This project focuses on intelligent food traceability. Novel sensors integrated in the packaging design support the targeted collection of relevant data. Current trends in machine learning (ML) on the edge (Edge ML), i.e. the analyses take place directly at the point of origin of the data and not retrospectively in the cloud, enable analyses in real time. This also allows forecasting to be integrated, for example, to predict critical conditions predictively rather than identifying critical conditions only retrospectively. Since these analyses require a lot of computing power, they are often energy-intensive. Similarly, the sampling rate of sensors is often fixed and a lot of data is analyzed unnecessarily.

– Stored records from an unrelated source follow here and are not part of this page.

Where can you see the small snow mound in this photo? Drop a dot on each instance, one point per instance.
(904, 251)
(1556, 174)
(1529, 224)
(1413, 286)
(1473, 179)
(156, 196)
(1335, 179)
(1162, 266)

The benefits of this project idea are best motivated by the example of Carrefour S.A.. By scanning a QR code, consumers can view data from the manufacturing process from farm to supermarket in an app. This example shows the benefits of sensor-based collection of data for product traceability, also by the customer. On the other hand, it also shows the enormous, often underutilized, potential for companies. Data is collected and stored, but often not analyzed in real time. This is where this project begins by:
- Integrating existing approaches of ML for energy-efficient, edge-based data analysis in the food supply chain.
- Integrating techniques to detect the volatility of sensor data streams and optimize sampling rates to reduce data volumes.
- Selecting appropriate existing technologies from the fields of sensors, blockchain, and hardware for Edge ML to implement a prototype.
The primary goal is to study the combination of different technologies in the food supply chain: smart sensors for data generation, blockchain technology for data storage, and Edge ML technology with machine learning algorithms for real-time food analysis. This includes designing and building a prototype. We plan to evaluate the performance of our approach for real-time analysis in terms of required energy as well as the response time (i.e., the time required to provide insights from data analysis), specifically comparing low-power mini PCs (Rasberry Pi, Jetson Nano) with edge computing servers and cloud computing systems. To select ML algorithms, we will define a process for data preparation, learning and evaluation of the ML model with the help of which comparison of diverse algorithms is possible. Adaptive monitoring will reduce the amount of data and make data analysis more feasible. We plan an open system design with defined interfaces, so that single components can be exchanged.